CFA Society Singapore
SINGAPORE (July 5): Maybank is keeping its “buy ” call for Sheng Siong Group, with a target price of $1.12 while Daiwa is sticking with its “outperform” rating with a target price of 97 cents.
This comes as NTUC FairPrice recently launched its FairPrice Shop, a mini-market style shop mostly filled with low-priced house brand products. Currently, NTUC has two such shops at Eunos and Circuit Road, converted from older supermarkets, with plans for four more by end-2016.
Daiwa analyst Jame Osman is cautious on this new development. “Given the smaller size and limited product offerings of these NTUC stores, it is as yet unclear whether these stores could materially impact Sheng Siong’s operations,” says Osman.
The research house expects the overall same-store-sales growth trends to remain subdued, with a FY16 forecast of 1.5% y-o-y. The research house also believes that Sheng Shiong’s management could now place greater emphasis on accelerating potential store openings in the upcoming sub-urban areas of Singapore where new households are forming, and where it currently does not have a presence.
Despite the uncertainties of this new competition, Daiwa continues to favour the company for its defensiveness in the consumer sector, as well as the an attractive 2016E dividend yield of 4.6% and its strong net cash position of $114 million.

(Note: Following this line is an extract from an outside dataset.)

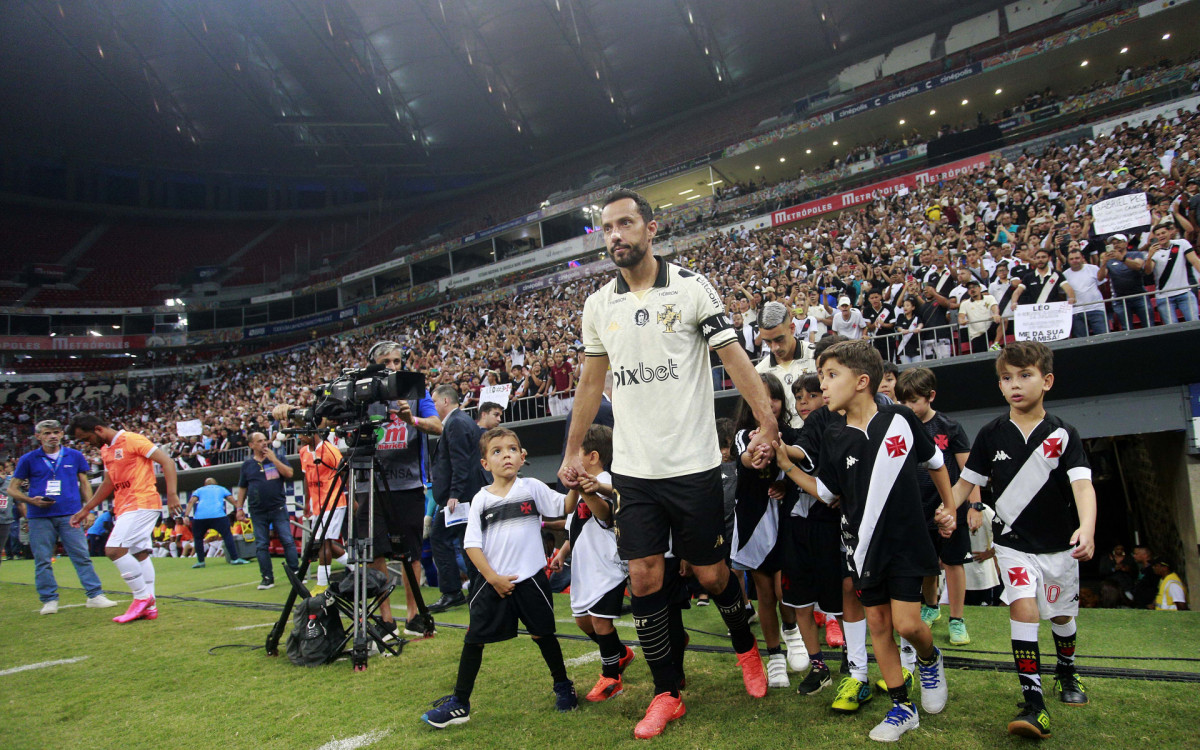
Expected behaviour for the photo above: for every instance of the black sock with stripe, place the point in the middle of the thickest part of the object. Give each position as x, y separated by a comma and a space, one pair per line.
736, 616
611, 651
652, 619
468, 670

Maybank, on the other hand, perceives the new FairPrice shops as a “low threat to Sheng Siong”. Analyst Gregory Yap believes that the new store format targets a completely different segment from Sheng Siong and has a more limited product range that may not appeal to grocery shoppers on their weekly runs.

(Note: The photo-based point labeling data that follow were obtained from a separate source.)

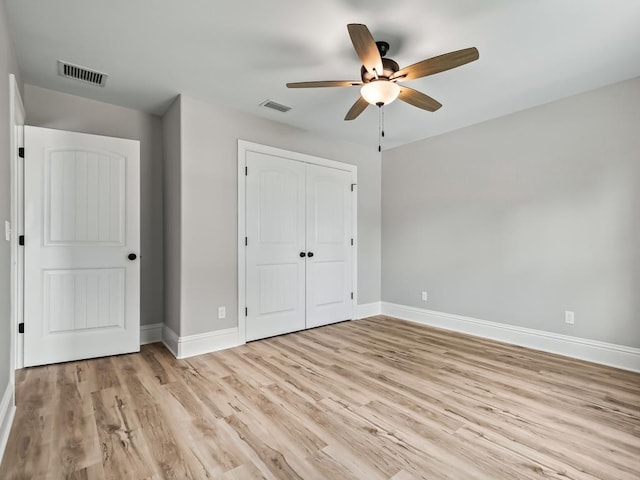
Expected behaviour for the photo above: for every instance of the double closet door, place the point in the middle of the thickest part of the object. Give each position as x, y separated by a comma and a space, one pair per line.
299, 247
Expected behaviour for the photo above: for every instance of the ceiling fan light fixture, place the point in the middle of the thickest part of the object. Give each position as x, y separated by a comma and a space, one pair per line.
380, 92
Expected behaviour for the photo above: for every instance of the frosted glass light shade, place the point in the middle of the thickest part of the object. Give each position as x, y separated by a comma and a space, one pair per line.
380, 91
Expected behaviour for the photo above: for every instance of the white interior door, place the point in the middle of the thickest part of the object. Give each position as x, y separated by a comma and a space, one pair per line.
275, 228
81, 226
329, 257
299, 257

Moreover, it may be doing this in areas where it has more than enough outlets. The existing FairPrice shops are both situated in areas where there are three NTUC outlets within a 1km radius. This is also the case with the four locations NTUC has said it may expand into with the new format by the end of the year, says Yap.
The research house expects to see comparable store sales pick up in line with food inflation, driven by looser monetary policy. The introduction of IT projects such as self-payment, automated cash handling should also lead to lower staff costs, says Yap.
Maybank also sees a potential for equity fund-raising due to sustained high capex above$50m per annum for the past two years as a result of asset acquisitions.
As at 12.05pm, Sheng Siong shares were unchanged at 89 cents.